Zoysia grass grows well throughout the year in Greenville, making a dense, green mat in the summer and turning a beautiful pale color during the winter months. It grows slowly, which can be a turn-off to some gardeners, but once it establishes itself, it can last quite some time as it has good cold tolerance. You need to take care when mowing zoysia grass, as it recovers slowly from injury.

6. St. Augustine grass

st-augustine-grass
Photo: Flickr / Nathan Thewlis

Mowing height: 2-3 inches
Category: Warm season
Soil type: Sandy
Sun: Full to partial shade
Traffic tolerance: High tolerance

Also known as Charleston grass, this grass type is commonly grown in coastal areas because it tolerates salt and shade quite well. It grows quickly, producing broad leaves and flat stems. It tends to grow in a dense mat, making it a durable turf grass. It can grow aggressively, and as a result may not be the best choice if you intend to use a blend for seeding your lawn. It has few issues, but can be prone to over watering or over fertilizing. It is not cold tolerant, but if you are seeking a more cold-tolerant cultivar, you can grow one of its variants (Palmetto or Raleigh) that can withstand and continue growth in colder weather.

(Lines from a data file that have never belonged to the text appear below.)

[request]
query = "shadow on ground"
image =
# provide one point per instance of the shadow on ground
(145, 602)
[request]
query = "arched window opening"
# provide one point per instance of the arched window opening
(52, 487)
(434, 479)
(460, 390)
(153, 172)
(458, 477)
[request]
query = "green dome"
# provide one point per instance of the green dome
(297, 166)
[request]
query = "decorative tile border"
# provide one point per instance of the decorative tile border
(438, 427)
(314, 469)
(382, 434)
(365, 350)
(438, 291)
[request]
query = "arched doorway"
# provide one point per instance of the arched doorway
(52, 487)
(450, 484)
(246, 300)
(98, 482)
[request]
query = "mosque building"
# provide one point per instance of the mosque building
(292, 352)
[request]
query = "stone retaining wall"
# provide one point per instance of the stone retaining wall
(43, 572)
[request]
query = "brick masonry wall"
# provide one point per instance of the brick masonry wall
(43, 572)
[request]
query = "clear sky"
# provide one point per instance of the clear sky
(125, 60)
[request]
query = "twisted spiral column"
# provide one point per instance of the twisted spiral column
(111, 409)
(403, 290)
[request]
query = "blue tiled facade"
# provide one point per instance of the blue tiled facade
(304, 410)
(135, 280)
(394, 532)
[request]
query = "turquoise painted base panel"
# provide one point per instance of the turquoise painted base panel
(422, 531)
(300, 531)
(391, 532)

In your quest for the perfect lawn, you may be tempted to dig up your existing turf and start from scratch. However, you can develop a beautiful yard in just a few short years by gradually overseeding and reseeding sections of your lawn with one of these Greenville-ready grass types. With a little bit of patience and a whole lot of TLC, you can have an attractive, hardy lawn in what will seem like no time.